05 September 2012

Customizing the java classes for the NCBI generated by XJC

Reminder: XJC is the Java XML Binding Compiler. It automates the mapping between XML documents and Java objects:

XSD (aka XML-schema)
+
XJC
=
JAVA Classes

The code generated by XJC allows to :
  • Unmarshal XML content into a Java representation
  • Access and update the Java representation
  • Marshal the Java representation of the XML content into XML content

For example, the following XML-Schema (tinyseq.xsd) describes a TinySeq-XML document returned by the NCBI.

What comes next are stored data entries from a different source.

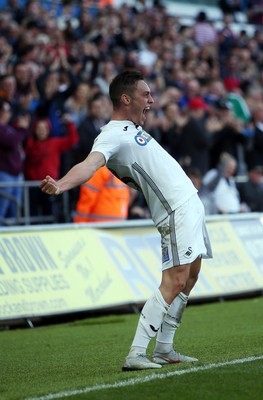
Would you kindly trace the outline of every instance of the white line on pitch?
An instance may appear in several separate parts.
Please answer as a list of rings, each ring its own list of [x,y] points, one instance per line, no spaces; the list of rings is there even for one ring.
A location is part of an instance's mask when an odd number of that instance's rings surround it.
[[[170,371],[170,372],[164,372],[161,374],[152,374],[152,375],[144,376],[141,378],[132,378],[132,379],[119,381],[119,382],[115,382],[115,383],[90,386],[90,387],[86,387],[84,389],[68,390],[68,391],[60,392],[60,393],[50,393],[45,396],[30,397],[30,398],[27,398],[26,400],[63,399],[65,397],[75,396],[78,394],[86,394],[86,393],[95,392],[95,391],[99,391],[99,390],[115,389],[115,388],[120,388],[120,387],[132,386],[132,385],[136,385],[136,384],[140,384],[140,383],[150,382],[155,379],[165,379],[165,378],[170,378],[171,376],[190,374],[192,372],[206,371],[206,370],[209,370],[212,368],[225,367],[226,365],[243,364],[243,363],[257,361],[257,360],[263,360],[263,355],[255,356],[255,357],[241,358],[241,359],[232,360],[232,361],[219,362],[219,363],[214,363],[214,364],[201,365],[199,367],[181,369],[179,371]]]

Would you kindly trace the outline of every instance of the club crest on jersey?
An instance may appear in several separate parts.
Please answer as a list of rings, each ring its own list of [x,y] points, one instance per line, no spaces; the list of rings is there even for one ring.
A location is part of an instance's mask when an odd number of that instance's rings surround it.
[[[165,263],[170,260],[168,247],[162,249],[162,262]]]
[[[151,135],[144,131],[140,131],[137,133],[137,135],[134,136],[135,142],[139,146],[146,146],[146,144],[151,140]]]

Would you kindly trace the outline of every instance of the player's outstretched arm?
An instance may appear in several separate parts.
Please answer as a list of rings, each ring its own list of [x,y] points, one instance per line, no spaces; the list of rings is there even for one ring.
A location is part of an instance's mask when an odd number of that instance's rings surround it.
[[[56,181],[46,176],[40,184],[42,192],[50,195],[58,195],[67,190],[87,182],[94,173],[105,165],[105,158],[102,153],[94,151],[79,164],[74,165],[63,178]]]

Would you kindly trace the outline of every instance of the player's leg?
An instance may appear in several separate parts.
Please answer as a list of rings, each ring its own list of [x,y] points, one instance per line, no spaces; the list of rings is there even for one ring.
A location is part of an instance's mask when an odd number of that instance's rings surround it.
[[[153,360],[160,364],[178,363],[178,362],[193,362],[196,358],[188,357],[178,353],[174,347],[174,336],[179,328],[183,313],[185,311],[188,296],[198,279],[198,274],[201,268],[201,259],[197,258],[191,263],[190,273],[184,290],[174,299],[169,307],[161,329],[158,331],[156,345],[153,353]]]
[[[159,368],[158,363],[148,360],[146,350],[150,340],[156,336],[167,314],[170,303],[184,289],[190,264],[164,270],[159,289],[145,303],[123,370]]]
[[[206,230],[203,224],[204,208],[196,195],[169,214],[157,226],[161,234],[162,245],[162,282],[159,290],[146,302],[142,310],[135,338],[123,369],[160,367],[159,363],[154,366],[154,363],[147,359],[146,349],[156,333],[158,332],[158,336],[161,334],[160,327],[170,304],[179,293],[182,299],[184,296],[183,291],[186,290],[187,293],[191,282],[196,281],[198,274],[195,276],[193,271],[199,271],[200,265],[198,263],[200,260],[195,262],[195,268],[192,269],[190,275],[192,262],[200,254],[207,254],[209,257],[208,250],[211,249],[208,235],[205,238]],[[185,298],[184,300],[186,305],[187,299]]]
[[[198,257],[195,261],[191,263],[190,273],[188,280],[186,282],[185,288],[183,290],[183,294],[185,296],[189,296],[192,289],[194,288],[196,282],[198,281],[199,272],[201,270],[202,259]]]
[[[175,250],[177,251],[178,264],[189,261],[191,267],[185,287],[173,300],[158,332],[153,354],[153,360],[158,363],[161,363],[162,360],[162,363],[196,361],[196,358],[177,353],[173,348],[173,340],[175,332],[180,326],[188,296],[197,282],[201,268],[201,257],[210,258],[212,255],[204,223],[204,207],[197,195],[189,199],[178,210],[175,210],[174,224],[172,222],[170,222],[171,240],[169,246],[171,246],[171,249],[169,251],[172,254],[175,253]],[[170,268],[170,261],[163,262],[163,268]],[[173,257],[173,261],[176,261],[176,257]],[[164,356],[165,359],[160,356]]]

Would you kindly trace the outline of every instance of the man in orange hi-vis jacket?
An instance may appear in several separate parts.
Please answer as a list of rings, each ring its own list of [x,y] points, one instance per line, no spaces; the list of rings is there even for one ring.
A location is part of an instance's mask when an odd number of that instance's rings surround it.
[[[130,190],[107,167],[80,187],[74,222],[113,222],[127,218]]]

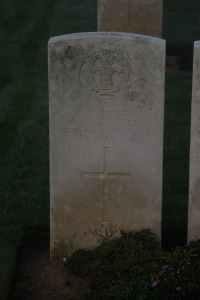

<?xml version="1.0" encoding="UTF-8"?>
<xs:schema xmlns:xs="http://www.w3.org/2001/XMLSchema">
  <xs:annotation>
    <xs:documentation> XML schema for NCBI tinyseq format</xs:documentation>
  </xs:annotation>
  <xs:complexType name="TSeqSet_t">
    <xs:annotation>
      <xs:documentation>Set of sequences</xs:documentation>
    </xs:annotation>
    <xs:sequence>
      <xs:element ref="TSeq" maxOccurs="unbounded"/>
    </xs:sequence>
  </xs:complexType>
  <xs:complexType name="TSeq_t">
    <xs:annotation>
      <xs:documentation>A Tiny Sequence</xs:documentation>
    </xs:annotation>
    <xs:sequence>
      <xs:element name="TSeq_seqtype">
        <xs:complexType>
          <xs:attribute name="value">
            <xs:simpleType>
              <xs:restriction base="xs:string">
                <xs:enumeration value="nucleotide"/>
                <xs:enumeration value="protein"/>
              </xs:restriction>
            </xs:simpleType>
          </xs:attribute>
        </xs:complexType>
      </xs:element>
      <xs:element name="TSeq_gi" type="xs:long"/>
      <xs:element name="TSeq_accver" type="xs:string"/>
      <xs:element name="TSeq_sid" type="xs:string"/>
      <xs:element name="TSeq_taxid" type="xs:long"/>
      <xs:element name="TSeq_orgname" type="xs:string"/>
      <xs:element name="TSeq_defline" type="xs:string"/>
      <xs:element name="TSeq_length" type="xs:nonNegativeInteger"/>
      <xs:element name="TSeq_sequence" type="xs:string"/>
    </xs:sequence>
  </xs:complexType>
  <xs:element name="TSeqSet" type="TSeqSet_t"/>
  <xs:element name="TSeq" type="TSeq_t"/>
</xs:schema>

This xml-schema can be compiled with XJC:

${JAVA_HOME}/bin/xjc -d . -p generated tinyseq.xsd
parsing a schema...
compiling a schema...
generated/ObjectFactory.java
generated/TSeqSetT.java
generated/TSeqT.java

$ more generated/TSeqT.java

package generated;
(...)
@XmlAccessorType(XmlAccessType.FIELD)
@XmlType(name = "TSeq_t", propOrder = {  "tSeqSeqtype",  "tSeqGi",  "tSeqAccver","tSeqSid",(...),"tSeqSequence"})
public class TSeqT {
    @XmlElement(name = "TSeq_seqtype", required = true)
    protected TSeqT.TSeqSeqtype tSeqSeqtype;
    @XmlElement(name = "TSeq_gi")
    protected long tSeqGi;
    @XmlElement(name = "TSeq_accver", required = true)
    protected String tSeqAccver;
    @XmlElement(name = "TSeq_sid", required = true)
    protected String tSeqSid;
    @XmlElement(name = "TSeq_taxid")
    protected long tSeqTaxid;
    @XmlElement(name = "TSeq_orgname", required = true)
    protected String tSeqOrgname;
    @XmlElement(name = "TSeq_defline", required = true)
    protected String tSeqDefline;
    @XmlElement(name = "TSeq_length", required = true)
    @XmlSchemaType(name = "nonNegativeInteger")
    protected BigInteger tSeqLength;
    @XmlElement(name = "TSeq_sequence", required = true)
    protected String tSeqSequence;
(...)
    }

But XJC doesn't know how to generate some classical java functions like 'hashCode', 'equals' or 'toString' or to add some custom methods to your classes.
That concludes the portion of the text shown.